As I mentioned in my official bio on the Romantic Times website, It was M. M. Kaye’s The Shadow of the Moon that first inspired me to write gothic historical fiction. The story is set primarily in India in the 1850s, in the buildup to and amid the horrors of the Sepoy Mutiny of 1857 (which is also addressed in Meredith Duran’s stunning debut novel, The Duke of Shadows–are the titles mere coincidence?). Winter de Ballestros, trapped in a nightmare marriage to a commissioner of the British East India Company, uncovers hints of a native conspiracy to overthrow the British occupying forces. She turns to the only British officer she can trust–Alex Randall, her husband’s assistant and the man she secretly loves. Alex has long been aware of the coming storm, but he cannot convince the Company’s leaders of the danger. When the Company’s callous treatment of the Indian people drives the native soldiers to mutiny, Alex cannot stop the tide of violence and horror, and he and Winter must run to survive.
I’ve often called Shadow my Ur-romance novel, an example of everything I think historical romance should be: full of lush detail, a cast of authentic, original characters, and the fate of a nation at stake. For historical drama, it doesn’t get any better than this.
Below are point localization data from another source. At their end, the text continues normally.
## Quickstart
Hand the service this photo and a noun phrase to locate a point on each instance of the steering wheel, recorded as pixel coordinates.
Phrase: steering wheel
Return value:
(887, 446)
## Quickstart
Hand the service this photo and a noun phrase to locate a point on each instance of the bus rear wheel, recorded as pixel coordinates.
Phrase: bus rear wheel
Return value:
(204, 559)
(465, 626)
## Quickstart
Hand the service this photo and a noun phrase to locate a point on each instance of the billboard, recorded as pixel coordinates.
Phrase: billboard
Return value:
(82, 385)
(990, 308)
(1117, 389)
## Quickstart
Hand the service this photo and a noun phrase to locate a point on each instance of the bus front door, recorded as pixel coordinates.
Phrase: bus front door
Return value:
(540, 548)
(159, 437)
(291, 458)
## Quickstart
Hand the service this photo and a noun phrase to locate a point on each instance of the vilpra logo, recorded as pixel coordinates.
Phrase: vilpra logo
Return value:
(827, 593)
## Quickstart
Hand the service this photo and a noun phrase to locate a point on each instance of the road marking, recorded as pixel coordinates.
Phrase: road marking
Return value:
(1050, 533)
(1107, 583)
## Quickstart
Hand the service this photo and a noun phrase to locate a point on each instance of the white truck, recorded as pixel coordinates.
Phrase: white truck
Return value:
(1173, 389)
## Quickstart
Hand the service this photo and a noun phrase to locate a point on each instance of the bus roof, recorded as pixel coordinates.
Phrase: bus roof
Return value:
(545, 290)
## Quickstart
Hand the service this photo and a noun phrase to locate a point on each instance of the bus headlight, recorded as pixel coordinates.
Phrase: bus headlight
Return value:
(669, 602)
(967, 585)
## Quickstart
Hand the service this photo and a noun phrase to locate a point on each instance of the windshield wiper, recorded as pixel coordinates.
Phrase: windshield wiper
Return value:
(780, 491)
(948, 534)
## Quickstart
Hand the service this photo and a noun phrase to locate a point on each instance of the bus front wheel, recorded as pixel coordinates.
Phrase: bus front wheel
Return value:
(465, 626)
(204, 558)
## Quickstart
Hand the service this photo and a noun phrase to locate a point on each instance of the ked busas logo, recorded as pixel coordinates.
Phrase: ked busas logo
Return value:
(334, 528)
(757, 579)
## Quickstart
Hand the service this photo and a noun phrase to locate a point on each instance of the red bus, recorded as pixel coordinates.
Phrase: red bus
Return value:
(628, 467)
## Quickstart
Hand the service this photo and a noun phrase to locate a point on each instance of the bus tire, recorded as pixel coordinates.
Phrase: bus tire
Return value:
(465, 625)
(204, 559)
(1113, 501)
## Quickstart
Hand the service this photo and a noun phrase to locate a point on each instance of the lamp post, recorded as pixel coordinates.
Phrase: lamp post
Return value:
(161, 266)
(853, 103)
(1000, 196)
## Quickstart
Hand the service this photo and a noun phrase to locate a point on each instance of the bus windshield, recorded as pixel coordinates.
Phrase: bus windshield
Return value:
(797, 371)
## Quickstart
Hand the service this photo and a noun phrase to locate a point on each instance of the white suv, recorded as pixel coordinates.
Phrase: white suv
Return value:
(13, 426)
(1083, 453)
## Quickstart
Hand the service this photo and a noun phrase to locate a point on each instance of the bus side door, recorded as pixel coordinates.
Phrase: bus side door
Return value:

Though I usually list Shadow as my favorite, it was far from the only book of its kind to make an impression on my adolescent psyche. In fact, the first romance novel I ever read was by the prolific and beloved Victoria Holt. She (under her various pseudonyms, but especially as Holt or as Jean Plaidy) was my grandmother’s favorite author. I think my mother still has a shelf full of her hardbacks. One lazy summer day when I was 13, hot and bored and looking for something to read, I pulled The Judas Kiss off that shelf. I read it in one gigantic gulp, then immediately gave it to my best friend Robyn to read. She devoured it too, and thus two obsessions with all novels gothic were born.
The Judas Kiss tells the story of Pippa Ewell, a woman on a quest to find her sister’s killer and recover her sister’s son, whom no one else believes exists. Along the way, she meets Conrad, a mysterious stranger (all good gothic novels have a mysterious stranger!) who sweeps her off her feet (and into bed). But when she learns Conrad’s true identity, she realizes he may be the man behind her sister’s murder. This novel follows my number one rule for creating conflict in a romance: The main character falls for the last person in the world she should love. The book is also remarkable by recent standards for not being set Germany, not Britain, a lovely and dramatic change of scenery.
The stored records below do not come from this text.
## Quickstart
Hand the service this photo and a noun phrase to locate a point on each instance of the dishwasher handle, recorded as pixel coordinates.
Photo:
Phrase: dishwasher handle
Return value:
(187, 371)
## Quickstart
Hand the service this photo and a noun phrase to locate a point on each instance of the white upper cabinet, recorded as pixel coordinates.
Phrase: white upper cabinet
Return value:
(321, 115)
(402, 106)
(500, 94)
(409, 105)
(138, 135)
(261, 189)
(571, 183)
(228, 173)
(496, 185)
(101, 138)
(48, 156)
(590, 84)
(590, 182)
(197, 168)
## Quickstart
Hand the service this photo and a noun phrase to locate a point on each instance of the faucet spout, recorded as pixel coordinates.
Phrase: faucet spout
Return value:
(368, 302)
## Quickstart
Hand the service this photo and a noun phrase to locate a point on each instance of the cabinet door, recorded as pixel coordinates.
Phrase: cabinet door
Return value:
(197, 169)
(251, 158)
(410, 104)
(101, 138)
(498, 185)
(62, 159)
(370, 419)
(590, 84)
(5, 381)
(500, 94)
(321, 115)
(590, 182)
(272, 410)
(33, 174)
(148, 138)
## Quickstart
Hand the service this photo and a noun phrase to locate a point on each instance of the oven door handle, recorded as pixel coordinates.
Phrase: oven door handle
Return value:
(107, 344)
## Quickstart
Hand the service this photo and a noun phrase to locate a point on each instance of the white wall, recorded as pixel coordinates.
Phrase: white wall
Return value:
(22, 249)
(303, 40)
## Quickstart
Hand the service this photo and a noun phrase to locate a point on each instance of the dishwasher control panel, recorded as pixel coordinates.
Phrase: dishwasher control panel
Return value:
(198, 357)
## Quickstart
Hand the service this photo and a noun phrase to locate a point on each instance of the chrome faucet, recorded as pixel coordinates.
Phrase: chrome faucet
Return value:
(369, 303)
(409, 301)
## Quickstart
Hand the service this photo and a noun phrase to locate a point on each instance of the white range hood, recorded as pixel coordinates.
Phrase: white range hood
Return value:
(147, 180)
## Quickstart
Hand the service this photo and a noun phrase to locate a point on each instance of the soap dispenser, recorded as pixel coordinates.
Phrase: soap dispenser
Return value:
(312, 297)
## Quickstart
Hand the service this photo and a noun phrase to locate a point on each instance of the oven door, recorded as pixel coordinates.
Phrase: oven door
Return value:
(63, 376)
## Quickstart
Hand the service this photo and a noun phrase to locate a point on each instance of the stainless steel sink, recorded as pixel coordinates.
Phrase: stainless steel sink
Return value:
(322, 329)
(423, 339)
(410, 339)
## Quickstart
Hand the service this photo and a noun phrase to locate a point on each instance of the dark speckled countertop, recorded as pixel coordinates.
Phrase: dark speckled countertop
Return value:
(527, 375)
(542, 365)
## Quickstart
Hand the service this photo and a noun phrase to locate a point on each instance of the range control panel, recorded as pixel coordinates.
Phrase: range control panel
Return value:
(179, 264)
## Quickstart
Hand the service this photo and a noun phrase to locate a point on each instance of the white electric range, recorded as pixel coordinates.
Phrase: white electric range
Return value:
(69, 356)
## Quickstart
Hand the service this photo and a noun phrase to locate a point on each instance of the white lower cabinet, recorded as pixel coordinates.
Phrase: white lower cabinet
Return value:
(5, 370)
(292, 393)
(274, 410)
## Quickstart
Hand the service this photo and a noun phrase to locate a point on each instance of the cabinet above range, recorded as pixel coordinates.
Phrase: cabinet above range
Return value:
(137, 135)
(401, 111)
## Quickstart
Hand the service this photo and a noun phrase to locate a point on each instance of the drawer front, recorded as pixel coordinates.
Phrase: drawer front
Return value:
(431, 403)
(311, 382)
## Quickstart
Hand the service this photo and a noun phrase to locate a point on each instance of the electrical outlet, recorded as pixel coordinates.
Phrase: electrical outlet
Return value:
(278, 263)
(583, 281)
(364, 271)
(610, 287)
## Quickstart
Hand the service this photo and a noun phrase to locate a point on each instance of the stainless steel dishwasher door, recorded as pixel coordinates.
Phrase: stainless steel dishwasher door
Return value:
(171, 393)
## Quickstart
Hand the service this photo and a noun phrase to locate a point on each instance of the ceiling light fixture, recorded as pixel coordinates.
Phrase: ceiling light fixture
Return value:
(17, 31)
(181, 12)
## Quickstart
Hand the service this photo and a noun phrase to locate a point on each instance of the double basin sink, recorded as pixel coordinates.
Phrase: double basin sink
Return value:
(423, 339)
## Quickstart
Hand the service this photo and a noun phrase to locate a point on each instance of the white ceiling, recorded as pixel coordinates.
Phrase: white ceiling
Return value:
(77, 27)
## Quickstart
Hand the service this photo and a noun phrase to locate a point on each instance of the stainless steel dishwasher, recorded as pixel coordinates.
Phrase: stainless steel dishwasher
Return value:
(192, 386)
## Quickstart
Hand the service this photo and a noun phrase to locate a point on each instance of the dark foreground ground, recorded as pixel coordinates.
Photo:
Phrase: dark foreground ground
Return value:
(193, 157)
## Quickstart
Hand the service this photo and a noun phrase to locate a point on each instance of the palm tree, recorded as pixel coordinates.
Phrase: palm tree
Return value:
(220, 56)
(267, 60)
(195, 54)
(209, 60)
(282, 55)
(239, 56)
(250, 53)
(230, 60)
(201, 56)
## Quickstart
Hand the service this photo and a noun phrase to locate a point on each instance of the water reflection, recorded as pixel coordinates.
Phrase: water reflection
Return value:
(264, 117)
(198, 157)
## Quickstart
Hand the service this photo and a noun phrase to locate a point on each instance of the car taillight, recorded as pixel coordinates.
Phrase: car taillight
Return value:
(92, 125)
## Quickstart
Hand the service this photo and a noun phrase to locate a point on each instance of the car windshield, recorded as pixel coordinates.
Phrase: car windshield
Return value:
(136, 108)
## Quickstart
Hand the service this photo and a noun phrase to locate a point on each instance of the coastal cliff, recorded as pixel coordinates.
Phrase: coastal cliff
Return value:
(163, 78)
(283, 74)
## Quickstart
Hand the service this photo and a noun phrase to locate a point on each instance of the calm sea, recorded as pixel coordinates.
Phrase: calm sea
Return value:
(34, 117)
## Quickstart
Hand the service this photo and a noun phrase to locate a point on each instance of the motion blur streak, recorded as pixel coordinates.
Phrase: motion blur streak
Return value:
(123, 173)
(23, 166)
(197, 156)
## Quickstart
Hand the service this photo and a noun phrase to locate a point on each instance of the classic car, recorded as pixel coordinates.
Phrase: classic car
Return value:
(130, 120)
Finally, I come to a novel that by current standards many would hesitate to call a romance. But I would call it one, and in fact I believe Anya Seton practically invented the paranormal romance genre in her dark tale of love, politics, and reincarnation, Green Darkness. Celia Marsden is a woman literally haunted by her past–her past life, that is. As Celia de Bohun, her forbidden romance with Brother Stephen during the turbulent days of the Tudor Reformation brought her to a horrific end. Now a 20th-century American woman, her marriage to English nobleman Sir Richard Marsden is being torn apart by Richard’s strange moods and Celia’s terrifying visions of her former life. Enter Dr. Akananda, a Hindu psychologist who recognizes the cause of Celia’s growing madness and helps her through a past life regression in the hopes of setting her free.
Green Darkness is not an easy book to read. It is full of the brutality of life in the Tudor era and the cruelties of madness and a crumbling marriage. But it is a sprawling, dense, engrossing, thought-provoking, and satisfying novel for fans of history and fantasy alike.
Pretty clear, isn’t it, why I write dark gothic historicals. I can see elements of The Serpent’s Tooth in all of these books: Winter’s loneliness and searching for a home; the tragic conflict between Pippa’s love of her family and love of the hero; the sometimes un-romantic honesty about the political realities of Britain’s past shown in Seton’s novel. It’s been 20 years or more since I first read these three novels, but I know all three will always be a part of me as a writer.